Onboarding via Data Portal

This feature is available starting in StarTree release 0.14.0. It must be enabled on demand — contact your StarTree representative to have it activated for your environment.

This guide walks through connecting an external data source to StarTree using the Data Portal UI. No API calls or JSON configuration required — Data Portal guides you through catalog connection, table selection, and ingestion setup through a point-and-click interface.

Looking for the API-based approach? See the API Onboarding Guide.

Supported Sources

Data Portal currently supports the following external catalog types in Beta:

Source	Description
S3 Data Lake	Raw Parquet files stored directly in an S3 bucket — no catalog service required.
AWS Glue (Iceberg REST)	Iceberg tables managed by AWS Glue, accessed via the Iceberg REST protocol with SigV4 authentication.
AWS S3 Tables (Iceberg REST)	Iceberg-compatible tables in AWS S3 Tables buckets, accessed via the Iceberg REST protocol.

Prerequisites

Before starting, ensure you have:

StarTree 0.14.0 or later with the external table Beta feature enabled for your environment.
AWS credentials (access key + secret key) with read permissions on both the catalog service and the underlying S3 data.
For S3 Tables: the full ARN of your S3 Tables bucket.
For Glue: your AWS account ID (used as the Glue warehouse identifier) and the target Glue database name.

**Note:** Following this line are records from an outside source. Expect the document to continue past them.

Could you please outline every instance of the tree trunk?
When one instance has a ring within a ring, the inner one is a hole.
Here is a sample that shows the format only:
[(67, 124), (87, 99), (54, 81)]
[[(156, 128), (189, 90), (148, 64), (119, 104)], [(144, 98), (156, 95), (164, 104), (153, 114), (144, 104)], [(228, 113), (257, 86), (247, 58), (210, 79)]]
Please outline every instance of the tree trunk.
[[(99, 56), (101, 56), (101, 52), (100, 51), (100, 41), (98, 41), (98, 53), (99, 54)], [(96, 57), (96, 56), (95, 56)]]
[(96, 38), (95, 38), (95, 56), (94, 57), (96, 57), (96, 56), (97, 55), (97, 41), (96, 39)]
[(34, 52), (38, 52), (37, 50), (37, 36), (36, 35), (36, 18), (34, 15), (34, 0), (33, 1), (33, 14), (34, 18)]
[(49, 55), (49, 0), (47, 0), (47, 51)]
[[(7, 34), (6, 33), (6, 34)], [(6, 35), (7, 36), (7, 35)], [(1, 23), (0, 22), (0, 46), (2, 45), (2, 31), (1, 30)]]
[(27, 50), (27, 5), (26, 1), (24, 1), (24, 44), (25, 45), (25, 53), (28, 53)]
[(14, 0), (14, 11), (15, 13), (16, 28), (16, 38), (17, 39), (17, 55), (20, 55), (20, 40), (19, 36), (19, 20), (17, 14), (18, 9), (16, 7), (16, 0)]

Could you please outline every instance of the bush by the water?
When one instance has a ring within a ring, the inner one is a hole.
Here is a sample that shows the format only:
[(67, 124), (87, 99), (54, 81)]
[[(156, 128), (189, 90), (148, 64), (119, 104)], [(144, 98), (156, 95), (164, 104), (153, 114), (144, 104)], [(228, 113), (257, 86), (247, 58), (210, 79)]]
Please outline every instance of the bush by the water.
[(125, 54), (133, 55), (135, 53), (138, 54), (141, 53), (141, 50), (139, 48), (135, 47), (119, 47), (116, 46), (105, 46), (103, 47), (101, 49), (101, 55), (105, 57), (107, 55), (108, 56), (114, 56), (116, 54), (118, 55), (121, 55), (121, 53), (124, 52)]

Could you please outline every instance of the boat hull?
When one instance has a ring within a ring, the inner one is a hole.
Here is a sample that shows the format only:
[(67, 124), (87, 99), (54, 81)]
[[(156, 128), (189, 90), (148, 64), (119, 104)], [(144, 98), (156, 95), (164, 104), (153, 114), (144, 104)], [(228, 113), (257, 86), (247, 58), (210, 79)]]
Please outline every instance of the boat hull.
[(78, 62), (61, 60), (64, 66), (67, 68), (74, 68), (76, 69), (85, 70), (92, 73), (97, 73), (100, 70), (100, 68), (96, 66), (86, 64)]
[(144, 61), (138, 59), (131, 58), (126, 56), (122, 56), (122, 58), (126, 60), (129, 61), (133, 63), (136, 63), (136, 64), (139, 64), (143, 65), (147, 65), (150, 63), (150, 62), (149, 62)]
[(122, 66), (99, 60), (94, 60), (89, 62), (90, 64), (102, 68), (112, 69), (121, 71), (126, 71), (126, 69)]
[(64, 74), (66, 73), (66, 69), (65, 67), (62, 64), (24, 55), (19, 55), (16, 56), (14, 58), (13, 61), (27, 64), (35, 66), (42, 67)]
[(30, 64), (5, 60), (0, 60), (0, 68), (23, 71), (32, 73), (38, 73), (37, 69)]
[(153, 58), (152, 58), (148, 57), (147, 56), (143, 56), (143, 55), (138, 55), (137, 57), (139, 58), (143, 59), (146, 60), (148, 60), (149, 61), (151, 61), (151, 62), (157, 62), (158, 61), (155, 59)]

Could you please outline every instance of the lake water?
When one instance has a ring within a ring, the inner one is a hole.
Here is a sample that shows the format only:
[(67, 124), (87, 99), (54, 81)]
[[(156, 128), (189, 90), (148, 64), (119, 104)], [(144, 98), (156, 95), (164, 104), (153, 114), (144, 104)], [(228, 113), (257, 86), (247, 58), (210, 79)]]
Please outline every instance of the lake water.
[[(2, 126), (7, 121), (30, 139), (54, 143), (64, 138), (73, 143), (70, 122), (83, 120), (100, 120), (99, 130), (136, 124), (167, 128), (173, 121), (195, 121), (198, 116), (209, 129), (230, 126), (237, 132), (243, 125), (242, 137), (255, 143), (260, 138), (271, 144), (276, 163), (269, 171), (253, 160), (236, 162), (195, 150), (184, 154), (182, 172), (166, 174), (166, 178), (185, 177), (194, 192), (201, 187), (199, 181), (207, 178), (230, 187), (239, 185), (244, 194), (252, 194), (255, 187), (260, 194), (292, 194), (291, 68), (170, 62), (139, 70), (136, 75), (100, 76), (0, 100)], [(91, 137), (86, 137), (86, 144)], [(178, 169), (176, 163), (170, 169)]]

Step 1: Open the External Tables

Log in to Data Portal.
In the left navigation, go to Tables.
Click + Connect External Table.

The wizard opens with a connection configuration screen.

Step 2: Select a Catalog Provider

Choose the catalog type that matches your data source:

S3 Data Lake — for raw Parquet files on S3.
Iceberg REST — for Iceberg tables managed by AWS Glue and S3 Tables.

Fill in the credentials and connection details for your chosen catalog type.

S3 Data Lake
Glue REST
S3 Tables REST

Field	Description
S3 Bucket	Name of the S3 bucket containing your Parquet files.
Prefix	Key prefix (folder path) pointing to the Parquet data, e.g. `path/to/parquet/data/`.
Region	AWS region where the bucket is located.
Access Key	AWS access key ID.
Secret Key	AWS secret access key.

Details

Field	Description
Catalog Connection Name	A unique name to identify this connection in Data Portal.

Metastore — credentials for authenticating with the AWS Glue catalog API.

Field	Description
REST Service	Set to `Glue`.
Warehouse	Your AWS account ID — used as the Glue warehouse identifier.
Access Key	AWS access key ID for Glue catalog API access.
Secret Key	AWS secret access key for Glue catalog API access.
Region	AWS region where your Glue catalog is located, e.g. `us-east-1`.

Storage — credentials for reading the underlying Parquet data files from S3.

Field	Description
Access Key	AWS access key ID for S3 data access. Can be the same as the Metastore key if the same principal has both permissions.
Secret Key	AWS secret access key for S3 data access.
Region	AWS region where the S3 data files are stored.

Details

Field	Description
Catalog Connection Name	A unique name to identify this connection in Data Portal.

Metastore — credentials for authenticating with the S3 Tables REST catalog API.

Field	Description
REST Service	Set to `S3Tables`.
Table Bucket ARN	Full ARN of the S3 Tables bucket, e.g. `arn:aws:s3tables:<region>:<account-id>:bucket/<bucket-name>`.
Access Key	AWS access key ID for S3 Tables catalog API access.
Secret Key	AWS secret access key for S3 Tables catalog API access.
Region	AWS region where the S3 Tables bucket is located.

Storage — credentials for reading the underlying Parquet data files.

Field	Description
Access Key	AWS access key ID for S3 data access. Can be the same as the Metastore key if the same principal has both permissions.
Secret Key	AWS secret access key for S3 data access.
Region	AWS region where the S3 data files are stored.

Click Validate Connection. Data Portal calls the catalog’s validate endpoint and confirms credentials and connectivity before proceeding.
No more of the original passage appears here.